The Pursuit of Happyness is a 2006 American biographical drama film based on Chris Gardner's nearly one-year struggle with homelessness. Directed by Gabriele Muccino, the film features Will Smith as Gardner, an on-and-off-homeless salesman-turned stockbroker. Smith's son Jaden Smith co-stars, making his film debut as Gardner's son Christopher Jr.
The screenplay by Steven Conrad is based on the best-selling memoir written by Gardner with Quincy Troupe. The film was released on December 15, 2006, by Columbia Pictures. For his performance, Smith, was nominated for an Academy Award and a Golden Globe for Best Actor. The unusual spelling of the film's title comes from a sign Gardner saw when he was homeless. In the film, "happiness" is misspelled as "happyness" outside the daycare facility Gardner's son attends.
Plot
In 1981 San Francisco, Chris Gardner (Will Smith) invests his family's savings in portable bone-density scanners which he tries to demonstrate and sell to doctors. The investment proves to be a white elephant, which financially breaks the family and as a result, his wife Linda (Thandie Newton) leaves him and moves to New York. Their son Christopher (Jaden Smith) remains with his father. While downtown trying to sell one of his scanners, Chris meets Jay Twistle (Brian Howe), a manager for Dean Witter and impresses him by solving a Rubik's Cube during a short cab ride. Chris does not have enough money for the cab fare and flees into a subway station where he barely escapes the cab driver but loses one of his bone scanners in the process. This new relationship with Twistle earns him the chance to become an intern stockbroker.

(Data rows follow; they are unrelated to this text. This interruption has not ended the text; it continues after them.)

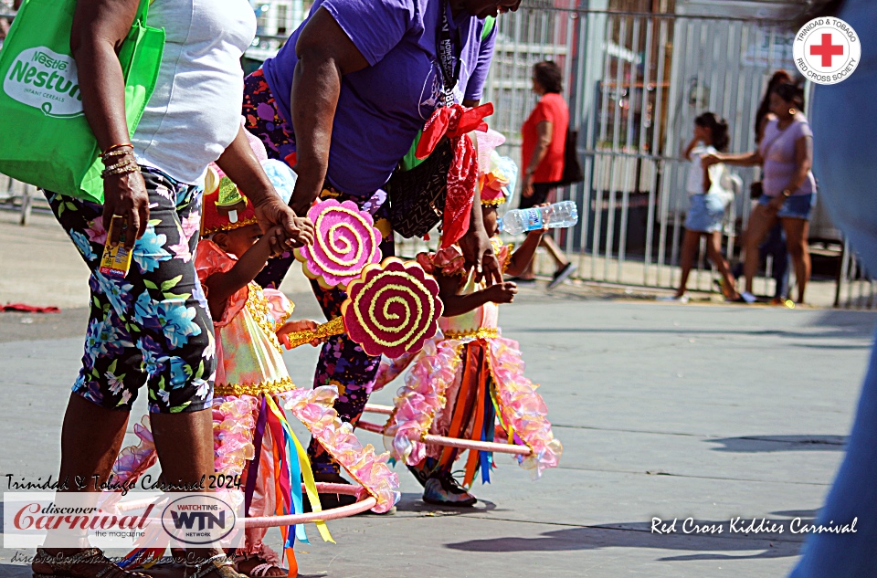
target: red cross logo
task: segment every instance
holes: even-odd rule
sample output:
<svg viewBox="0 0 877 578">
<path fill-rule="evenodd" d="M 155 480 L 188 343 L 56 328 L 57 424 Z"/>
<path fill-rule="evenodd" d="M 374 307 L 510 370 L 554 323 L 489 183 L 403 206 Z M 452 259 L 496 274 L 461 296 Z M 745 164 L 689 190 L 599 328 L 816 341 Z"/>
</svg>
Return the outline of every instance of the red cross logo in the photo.
<svg viewBox="0 0 877 578">
<path fill-rule="evenodd" d="M 822 57 L 822 67 L 831 68 L 831 57 L 843 56 L 842 44 L 831 44 L 831 33 L 822 35 L 822 44 L 815 44 L 810 47 L 810 54 L 815 57 Z"/>
</svg>

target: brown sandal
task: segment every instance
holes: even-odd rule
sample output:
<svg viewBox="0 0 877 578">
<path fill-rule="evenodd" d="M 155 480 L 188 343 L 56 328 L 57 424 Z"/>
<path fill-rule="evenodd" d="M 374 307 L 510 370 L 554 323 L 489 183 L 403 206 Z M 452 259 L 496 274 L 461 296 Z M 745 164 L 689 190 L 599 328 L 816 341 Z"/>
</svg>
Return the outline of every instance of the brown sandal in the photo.
<svg viewBox="0 0 877 578">
<path fill-rule="evenodd" d="M 73 573 L 73 567 L 78 564 L 90 564 L 91 568 L 93 564 L 103 566 L 94 578 L 149 578 L 146 574 L 120 568 L 99 548 L 89 548 L 72 554 L 50 554 L 37 548 L 33 563 L 45 564 L 52 570 L 50 574 L 35 572 L 34 578 L 85 578 L 88 574 Z"/>
</svg>

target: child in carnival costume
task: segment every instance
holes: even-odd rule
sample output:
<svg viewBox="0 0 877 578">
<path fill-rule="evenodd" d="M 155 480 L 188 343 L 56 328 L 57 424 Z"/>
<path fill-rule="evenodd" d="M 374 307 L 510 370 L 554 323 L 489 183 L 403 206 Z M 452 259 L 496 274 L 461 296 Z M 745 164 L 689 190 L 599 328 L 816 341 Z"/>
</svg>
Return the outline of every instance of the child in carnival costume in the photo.
<svg viewBox="0 0 877 578">
<path fill-rule="evenodd" d="M 484 151 L 482 142 L 491 133 L 497 134 L 478 135 L 479 158 L 489 159 L 487 170 L 479 175 L 484 227 L 503 272 L 518 275 L 533 259 L 544 230 L 531 231 L 513 253 L 500 242 L 497 208 L 509 200 L 517 168 L 510 159 Z M 461 486 L 451 468 L 463 451 L 425 444 L 422 436 L 524 445 L 532 453 L 519 462 L 535 477 L 557 465 L 562 447 L 554 437 L 537 385 L 523 375 L 518 343 L 500 331 L 497 306 L 512 302 L 514 283 L 486 288 L 476 283 L 459 245 L 421 253 L 417 262 L 436 277 L 445 311 L 438 320 L 440 333 L 422 352 L 381 365 L 377 387 L 410 367 L 385 428 L 385 443 L 424 485 L 424 501 L 471 506 L 477 500 L 466 488 L 479 472 L 482 482 L 490 481 L 492 454 L 469 450 Z"/>
<path fill-rule="evenodd" d="M 258 140 L 250 144 L 275 189 L 288 201 L 294 173 L 280 162 L 269 161 Z M 307 453 L 287 422 L 285 407 L 376 499 L 375 512 L 389 510 L 400 493 L 398 478 L 386 465 L 388 456 L 376 456 L 371 445 L 364 447 L 352 426 L 339 419 L 333 407 L 338 396 L 334 386 L 297 389 L 283 362 L 281 343 L 289 343 L 287 334 L 312 331 L 317 323 L 288 321 L 293 303 L 280 291 L 263 289 L 253 282 L 271 256 L 271 236 L 281 232 L 275 227 L 262 234 L 252 204 L 216 165 L 208 171 L 205 190 L 203 238 L 195 264 L 217 339 L 213 405 L 217 472 L 239 480 L 239 498 L 248 517 L 303 513 L 302 480 L 311 509 L 319 511 Z M 143 440 L 141 446 L 148 445 L 148 432 L 140 428 L 137 433 Z M 132 457 L 143 453 L 143 447 L 123 451 L 117 462 L 120 478 L 132 477 L 132 468 L 137 468 L 130 463 Z M 142 466 L 137 468 L 143 470 Z M 323 522 L 317 527 L 324 540 L 332 541 Z M 281 527 L 288 571 L 280 567 L 278 554 L 262 541 L 266 531 L 267 528 L 247 529 L 246 546 L 235 557 L 238 571 L 251 577 L 295 576 L 293 534 L 306 541 L 303 525 L 295 527 L 294 532 Z"/>
</svg>

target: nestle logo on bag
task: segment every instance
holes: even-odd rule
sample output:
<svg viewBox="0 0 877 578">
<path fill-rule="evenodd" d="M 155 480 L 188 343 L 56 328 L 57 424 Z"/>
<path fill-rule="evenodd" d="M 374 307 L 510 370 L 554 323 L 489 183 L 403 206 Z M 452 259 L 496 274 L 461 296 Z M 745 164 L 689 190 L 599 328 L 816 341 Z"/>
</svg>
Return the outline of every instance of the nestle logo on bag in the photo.
<svg viewBox="0 0 877 578">
<path fill-rule="evenodd" d="M 46 47 L 22 50 L 3 79 L 3 91 L 46 116 L 77 117 L 82 111 L 76 62 Z"/>
</svg>

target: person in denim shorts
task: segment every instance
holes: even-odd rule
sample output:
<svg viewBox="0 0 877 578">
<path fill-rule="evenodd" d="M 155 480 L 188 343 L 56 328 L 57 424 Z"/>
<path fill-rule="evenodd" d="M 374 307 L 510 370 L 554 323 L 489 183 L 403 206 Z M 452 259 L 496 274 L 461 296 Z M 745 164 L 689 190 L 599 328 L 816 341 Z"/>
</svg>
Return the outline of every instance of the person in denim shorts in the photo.
<svg viewBox="0 0 877 578">
<path fill-rule="evenodd" d="M 777 224 L 786 231 L 786 243 L 795 266 L 798 302 L 804 302 L 804 289 L 810 278 L 810 255 L 807 239 L 809 218 L 816 205 L 813 164 L 813 132 L 804 109 L 804 90 L 799 84 L 782 83 L 770 93 L 770 111 L 758 149 L 743 154 L 713 154 L 705 165 L 724 163 L 739 166 L 761 164 L 764 194 L 749 216 L 746 232 L 746 260 L 744 273 L 746 292 L 751 296 L 758 268 L 758 246 Z"/>
</svg>

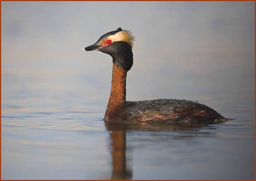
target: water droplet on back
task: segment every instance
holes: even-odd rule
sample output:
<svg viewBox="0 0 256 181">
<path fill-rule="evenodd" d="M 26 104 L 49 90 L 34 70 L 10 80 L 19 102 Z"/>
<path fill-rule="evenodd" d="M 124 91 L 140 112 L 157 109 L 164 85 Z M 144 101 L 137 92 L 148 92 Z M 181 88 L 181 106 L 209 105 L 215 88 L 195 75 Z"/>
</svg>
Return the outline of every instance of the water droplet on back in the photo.
<svg viewBox="0 0 256 181">
<path fill-rule="evenodd" d="M 181 109 L 178 107 L 177 107 L 177 106 L 176 106 L 176 107 L 174 107 L 173 109 L 175 109 L 176 111 L 179 111 Z"/>
</svg>

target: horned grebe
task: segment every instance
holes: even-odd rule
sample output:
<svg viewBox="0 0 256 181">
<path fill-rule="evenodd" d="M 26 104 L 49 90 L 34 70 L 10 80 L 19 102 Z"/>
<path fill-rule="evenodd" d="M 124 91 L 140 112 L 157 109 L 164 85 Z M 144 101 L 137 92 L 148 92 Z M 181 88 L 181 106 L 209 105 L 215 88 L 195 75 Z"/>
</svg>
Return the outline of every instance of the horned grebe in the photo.
<svg viewBox="0 0 256 181">
<path fill-rule="evenodd" d="M 127 72 L 132 67 L 134 37 L 119 27 L 106 33 L 93 45 L 84 49 L 98 50 L 113 58 L 111 91 L 104 116 L 106 121 L 220 121 L 229 120 L 212 109 L 185 100 L 158 99 L 127 101 Z"/>
</svg>

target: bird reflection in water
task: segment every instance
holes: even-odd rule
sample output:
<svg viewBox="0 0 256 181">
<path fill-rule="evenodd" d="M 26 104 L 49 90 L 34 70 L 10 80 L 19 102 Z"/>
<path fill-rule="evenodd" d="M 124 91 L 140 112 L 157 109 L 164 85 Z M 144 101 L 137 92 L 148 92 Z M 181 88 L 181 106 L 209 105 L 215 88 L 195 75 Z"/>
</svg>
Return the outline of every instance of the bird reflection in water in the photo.
<svg viewBox="0 0 256 181">
<path fill-rule="evenodd" d="M 115 123 L 105 122 L 105 126 L 108 131 L 110 131 L 111 155 L 112 159 L 112 180 L 130 180 L 132 179 L 132 168 L 129 164 L 131 162 L 131 158 L 127 159 L 126 154 L 126 132 L 129 131 L 152 132 L 161 131 L 171 133 L 177 131 L 187 131 L 191 133 L 198 131 L 203 127 L 209 127 L 214 128 L 210 125 L 219 124 L 223 122 L 151 122 L 144 123 Z M 187 132 L 186 132 L 188 133 Z M 195 134 L 196 135 L 196 134 Z M 163 138 L 161 134 L 154 134 L 153 142 L 160 142 Z M 188 134 L 188 136 L 193 138 L 196 136 L 195 134 Z M 164 135 L 162 135 L 164 136 Z M 211 136 L 214 136 L 214 135 Z M 170 140 L 177 139 L 177 137 L 171 136 Z M 166 138 L 166 137 L 165 137 Z M 170 141 L 171 140 L 170 140 Z"/>
</svg>

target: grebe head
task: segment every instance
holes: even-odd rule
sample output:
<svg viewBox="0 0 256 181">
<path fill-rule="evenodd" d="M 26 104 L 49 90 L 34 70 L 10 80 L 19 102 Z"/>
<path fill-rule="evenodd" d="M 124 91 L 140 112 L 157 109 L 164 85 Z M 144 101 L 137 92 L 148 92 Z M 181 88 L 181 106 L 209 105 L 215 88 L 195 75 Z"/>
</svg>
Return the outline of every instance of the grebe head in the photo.
<svg viewBox="0 0 256 181">
<path fill-rule="evenodd" d="M 94 44 L 85 48 L 84 50 L 98 50 L 110 55 L 117 66 L 129 70 L 133 64 L 132 51 L 134 37 L 127 30 L 121 27 L 102 36 Z"/>
</svg>

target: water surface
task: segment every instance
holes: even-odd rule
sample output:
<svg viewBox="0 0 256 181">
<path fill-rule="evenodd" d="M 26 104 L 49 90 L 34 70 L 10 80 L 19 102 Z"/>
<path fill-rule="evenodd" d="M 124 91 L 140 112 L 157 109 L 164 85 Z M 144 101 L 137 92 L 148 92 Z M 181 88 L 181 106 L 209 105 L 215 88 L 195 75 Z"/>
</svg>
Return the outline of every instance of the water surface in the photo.
<svg viewBox="0 0 256 181">
<path fill-rule="evenodd" d="M 1 5 L 2 179 L 255 179 L 255 2 Z M 104 122 L 111 58 L 82 50 L 120 26 L 136 37 L 128 101 L 233 119 Z"/>
</svg>

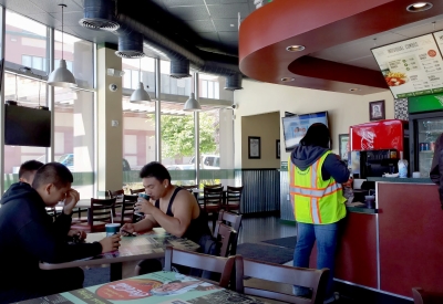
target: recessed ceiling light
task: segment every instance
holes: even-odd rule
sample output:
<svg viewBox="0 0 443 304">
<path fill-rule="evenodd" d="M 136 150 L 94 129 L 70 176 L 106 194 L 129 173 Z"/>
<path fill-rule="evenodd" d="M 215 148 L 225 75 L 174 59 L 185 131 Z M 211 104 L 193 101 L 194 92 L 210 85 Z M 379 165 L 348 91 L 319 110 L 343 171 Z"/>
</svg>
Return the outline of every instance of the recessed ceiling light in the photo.
<svg viewBox="0 0 443 304">
<path fill-rule="evenodd" d="M 296 78 L 293 77 L 282 77 L 281 81 L 282 82 L 293 82 Z"/>
<path fill-rule="evenodd" d="M 430 2 L 416 2 L 408 6 L 406 11 L 409 12 L 422 12 L 432 8 L 432 3 Z"/>
<path fill-rule="evenodd" d="M 286 51 L 288 51 L 288 52 L 301 52 L 305 49 L 306 48 L 303 45 L 289 45 L 288 48 L 286 48 Z"/>
</svg>

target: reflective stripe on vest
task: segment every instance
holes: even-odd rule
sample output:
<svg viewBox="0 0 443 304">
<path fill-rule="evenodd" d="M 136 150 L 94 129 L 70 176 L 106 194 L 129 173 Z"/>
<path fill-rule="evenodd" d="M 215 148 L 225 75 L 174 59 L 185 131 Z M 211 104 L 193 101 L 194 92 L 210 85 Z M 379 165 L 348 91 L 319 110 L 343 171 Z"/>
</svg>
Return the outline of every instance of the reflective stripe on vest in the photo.
<svg viewBox="0 0 443 304">
<path fill-rule="evenodd" d="M 326 153 L 306 170 L 300 170 L 291 161 L 289 163 L 290 201 L 293 206 L 296 220 L 301 218 L 302 222 L 321 224 L 336 222 L 344 217 L 343 202 L 346 199 L 342 197 L 341 185 L 332 178 L 321 180 L 321 166 L 329 154 L 330 151 Z M 296 178 L 298 178 L 297 182 Z M 307 185 L 308 182 L 310 185 Z M 296 203 L 299 203 L 299 206 Z M 296 212 L 297 209 L 299 214 Z M 322 214 L 323 218 L 327 218 L 326 222 Z"/>
</svg>

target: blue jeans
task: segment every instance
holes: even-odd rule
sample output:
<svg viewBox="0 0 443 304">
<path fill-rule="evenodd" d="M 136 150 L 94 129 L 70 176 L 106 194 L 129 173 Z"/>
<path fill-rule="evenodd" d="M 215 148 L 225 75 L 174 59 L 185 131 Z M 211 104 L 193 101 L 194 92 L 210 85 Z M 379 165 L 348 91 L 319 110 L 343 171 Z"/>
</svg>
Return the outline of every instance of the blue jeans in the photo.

Despite arriving there unkempt and shabbily dressed due to being arrested the previous day for unpaid parking tickets and Chris didn't have enough time to make the appointment on time, Chris is offered the internship. Chris is further set back when his bank account is garnished by the IRS for unpaid income taxes, and he and his young son are evicted. As a result they are homeless, and are forced at one point to stay in a bathroom at a subway station. Motivation drives him to find the Glide Memorial United Methodist Church, which has a homeless shelter primarily for single mothers and their children. The church's owner does not let him stay due to the fact that it is for women and children, although she tells him about a local church that also provides shelter, but has very limited space. Due to demand for the limited rooms, Chris must frantically race from his internship work early each afternoon in order to land a place in line. Chris finds the bone scanner that he lost in the subway station from a demented man who believes it to be a time machine and it is now damaged, but Chris finally repairs it.
Disadvantaged by his limited work hours, and knowing that maximizing his client contacts and profits is the only way to earn the one paid position that he and his 19 competitors are fighting for, Chris develops a number of ways to make phone sales calls more efficiently. He also reaches out to potential high value customers, defying protocol. One sympathetic prospect takes him and his son to a San Francisco 49ers game. Regardless of his challenges, Chris never reveals his lowly circumstances to his co-workers, even going so far as to lend one of his bosses five dollars for a cab, a sum he can't afford.
Concluding his internship, Chris is called into a meeting with his managers. His work has paid off and he is offered the position. Fighting back tears, he rushes to his son's daycare, hugging him. They walk down the street, joking with each other and are passed by a man in a business suit (the real Chris Gardner in a cameo). The epilogue reveals that Chris went on to form his own multi-million dollar brokerage firm.
It is a good movie. Heart broke when the little boy lost his little stuff animal pal on the street and when Will Smith needs to pay someone else' cab which is all he got from his wallet. If you watched this movie, are you still not happy with what you have now?